А всерьез заботили его и даже страшили - «теперь же пишу и бо­юсь», — обвинения литературных академиков в дилетантизме. Это бы­ли комплексы «маленького писателя», входившего в «большую» лите­ратуру из «мелкой» прессы. Он стеснялся своей неосведомленности в области узаконенных ремесленных, формально-технических приемов письма. Он боялся быть уличенным в незнании их. Он боялся «срама на всю губернию», боялся своей малообразованности: «Боюсь, как бы не подкузьмила меня моя неопытность. Вернее, боюсь написать глупость», — это его исповедь, относящаяся ко времени работы над «Скучной ис­торией»!

Скрывая свою необразованность, он намеренно путал концы. Та­кой концепции придерживается современный исследователь русской классической литературы Дмитрий Галковский1'.

Взять хотя бы чеховские «Сказки Мельпомены».

Этот ранний сборник рассказиков о людях театрального мирка к музе трагедии — Мельпомене, чье имя Чехов вынес на обложку, — не имел никакого отношения. Их скорее вдохновила Талия, муза комедии. «Сказки Мельпомены» вернее было бы назвать «Сказками Талии». В них преобладал комический, юмористический элемент. Но и на чистый юмор они не тянули. Чехов взрывал комизм каким-нибудь парадоксом, снимавшим все претензии к нему как к чистому юмористу.

В «Сказках Мельпомены» Чехов — «трагик поневоле».

В «Чайке» и «Вишневом саде» он — поневоле комик.

Он боялся опошленных, дискредитировавших себя жанров чистой трагедии, как и чистой, развлекательной комедии.
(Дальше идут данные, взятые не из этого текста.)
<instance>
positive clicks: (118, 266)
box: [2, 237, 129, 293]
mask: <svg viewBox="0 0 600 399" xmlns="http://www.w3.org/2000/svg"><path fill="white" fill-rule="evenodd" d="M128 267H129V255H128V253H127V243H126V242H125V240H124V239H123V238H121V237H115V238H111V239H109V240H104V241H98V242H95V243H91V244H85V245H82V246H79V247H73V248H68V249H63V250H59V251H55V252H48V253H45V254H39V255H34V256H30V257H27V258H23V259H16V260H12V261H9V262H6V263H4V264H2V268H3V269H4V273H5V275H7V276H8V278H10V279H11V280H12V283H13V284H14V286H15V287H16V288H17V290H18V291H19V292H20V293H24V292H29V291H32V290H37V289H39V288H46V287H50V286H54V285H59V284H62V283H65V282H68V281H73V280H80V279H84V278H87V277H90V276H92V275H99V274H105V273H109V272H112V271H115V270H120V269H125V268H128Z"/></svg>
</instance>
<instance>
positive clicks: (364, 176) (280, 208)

Для него, как и для будильниковского Курепина, одного из его литературных отцов, чистый жанр «нечист»: это псевдокомедия и псевдотрагедия.

Он равно избегал и утрированной комедийности, и сгущенной тра­гедии даже там, где чувствовал и драматизм, и трагизм.

Он непременно взрывал драматический сюжет или ситуацию — иронией, ерничаньем, пародией.

Он сам писал блестящие пародии на «стряпчих трагиков», на Тар-новского, к примеру, автора «ужасио-страшио-возмутительио-отчаян-ной трррагедии» — через три «р» — «Чистые и прокаженные», передел­ки с немецкого. В своей рецензии «Нечистые трагики и прокаженные драматурги» на спектакль в театре Леитовского по этой пьесе он изоб­разил Тарновского сидящим за письменным столом, покрытым кровью, трущим лобную кость и приговаривющим: «Шевелитесь, великие моз­ги». Тарновский, зараженный вирусом т-р-р-рагического, и был для не­го «прокаженным» драматургом.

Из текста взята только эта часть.